The MCP server has an optional semantic-search Cargo feature (and an SOCHDB_SEMANTIC_SEARCH=1 runtime switch) that loads an embedding model. Even when enabled, the vector search path is currently disabled in code "pending backend support" — embeddings are generated but the memory tools fall back to keyword/text scan. Treat MCP memory recall as lexical for now.

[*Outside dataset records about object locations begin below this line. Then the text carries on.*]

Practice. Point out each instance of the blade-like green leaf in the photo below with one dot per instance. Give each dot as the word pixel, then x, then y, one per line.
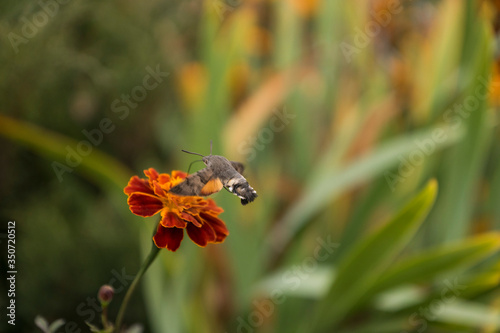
pixel 97 165
pixel 333 182
pixel 437 261
pixel 360 269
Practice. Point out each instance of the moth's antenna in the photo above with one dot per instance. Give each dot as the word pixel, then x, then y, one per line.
pixel 189 152
pixel 191 164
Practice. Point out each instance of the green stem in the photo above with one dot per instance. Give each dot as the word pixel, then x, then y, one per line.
pixel 104 316
pixel 145 265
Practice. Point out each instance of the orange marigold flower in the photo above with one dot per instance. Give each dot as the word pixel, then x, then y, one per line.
pixel 147 197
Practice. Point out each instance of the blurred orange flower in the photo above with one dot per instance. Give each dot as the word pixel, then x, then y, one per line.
pixel 147 197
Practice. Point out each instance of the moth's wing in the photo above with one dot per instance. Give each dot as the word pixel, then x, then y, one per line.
pixel 201 183
pixel 238 166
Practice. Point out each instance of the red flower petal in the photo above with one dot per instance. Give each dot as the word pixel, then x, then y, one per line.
pixel 144 204
pixel 178 174
pixel 163 178
pixel 136 184
pixel 169 238
pixel 218 225
pixel 158 190
pixel 213 207
pixel 190 218
pixel 171 220
pixel 202 235
pixel 151 173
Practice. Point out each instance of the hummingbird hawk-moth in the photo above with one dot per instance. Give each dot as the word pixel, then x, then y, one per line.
pixel 219 173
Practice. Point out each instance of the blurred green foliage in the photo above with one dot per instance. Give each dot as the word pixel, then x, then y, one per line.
pixel 348 114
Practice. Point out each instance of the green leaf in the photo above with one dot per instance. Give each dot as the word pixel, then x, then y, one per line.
pixel 360 269
pixel 42 323
pixel 58 323
pixel 327 184
pixel 434 262
pixel 98 166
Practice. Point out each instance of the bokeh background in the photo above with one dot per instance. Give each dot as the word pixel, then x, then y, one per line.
pixel 346 113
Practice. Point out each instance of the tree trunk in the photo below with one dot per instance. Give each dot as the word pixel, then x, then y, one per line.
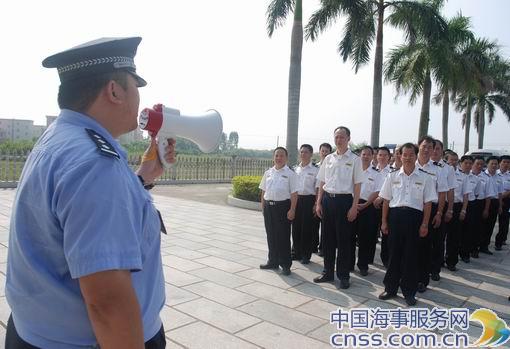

Run the server and point a client at it:

cargo build --release --package sochdb-mcp
./target/release/sochdb-mcp --db ./sochdb_data

Claude Desktop config (claude_desktop_config.json):

{
"mcpServers": {
"sochdb": {
"command": "/absolute/path/to/sochdb-mcp",
"args": ["--db", "/absolute/path/to/sochdb_data"],
"env": { "RUST_LOG": "info" }
}
}
}

See the Deployment guide for running the gRPC server that backs the Python AgentMemory client, and the Token-Aware Context Query guide for the budgeting model shared by search / memory_build_context.

Choosing an approach

  • Want the least code and a real recall pipeline? Use Python AgentMemory against a running gRPC server.
  • Building inside a Node or Go app and willing to wire extraction yourself? Use the memory pipelines (Go needs -tags sochdb_embedded).
  • Need crash-safe, in-process memory with full control over storage? Use the Rust atomic_memory + temporal_graph overlays.
  • Exposing memory to a desktop LLM client? Use the MCP memory_* tools.